Concerning safety, the SEEG robotic technique has been demonstrated to be a safe technique, with major morbidity rate of 1% compatible with other SEEG series that applied more conventional stereotactic guidance techniques. Most of the published series reported a morbidity rate ranging from 0 to 5.6% [1, 17, 23, 43]. Spire and colleagues [52] described their experience with robotic implantation of depth electrodes in four patients concurrently undergoing craniotomy and placement of subdural monitoring electrodes for the evaluation of intractable epilepsy with one complication after subdural grid placement but no complication related to depth electrode implantation. By obtaining compatible results with our larger series, the authors also believed that the SEEG system allows the safe and accurate placement of depth electrodes in an efficient manner while obviating the need of reposition the patient or removing the stereotactic frame. The main disadvantage of robotic surgery is its initial cost.

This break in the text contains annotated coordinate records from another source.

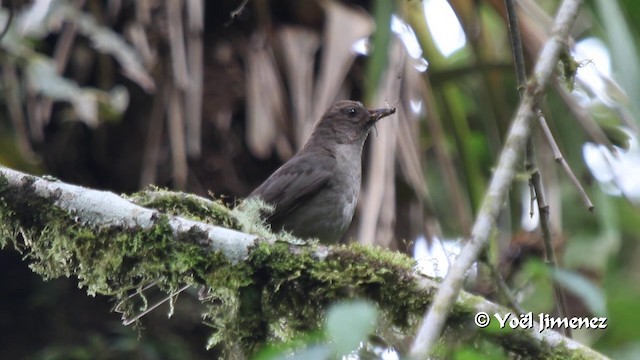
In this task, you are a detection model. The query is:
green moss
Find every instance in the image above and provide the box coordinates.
[126,186,238,228]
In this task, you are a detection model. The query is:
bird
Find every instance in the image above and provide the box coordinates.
[247,100,396,244]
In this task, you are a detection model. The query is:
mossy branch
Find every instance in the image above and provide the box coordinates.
[0,167,600,358]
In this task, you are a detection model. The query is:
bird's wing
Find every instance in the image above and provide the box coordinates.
[249,154,336,222]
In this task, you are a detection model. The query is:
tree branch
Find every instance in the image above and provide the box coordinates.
[411,0,582,359]
[0,166,603,358]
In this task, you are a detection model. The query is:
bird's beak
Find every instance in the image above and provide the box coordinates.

Technological developments in imaging guidance, digital imaging methods, and the more widely use of robotized devices in different medical fields have contributed to the recent and progressive systematic application of robotic surgery in neurosurgery. This statement is specifically relevant in epilepsy surgery and particularly relevant for the SEEG method. The intrinsic features of the SEEG method and technique, with its absolute necessity for high accuracy in multiple trajectories, provide the ideal clinical scenario for the routine application of robotics. The robotic technique is demonstrated to be safe, accurate, and efficient in anatomically defining the epileptogenic zone, proving its feasibility, minimal invasiveness, and reliability, without compromising efficiency. Although further studies are needed, the initial promising results are encouraging and possibly predictive of the further widespread application of this technology in the field of epilepsy surgery as well as in other neurosurgery subspecialties in the near future.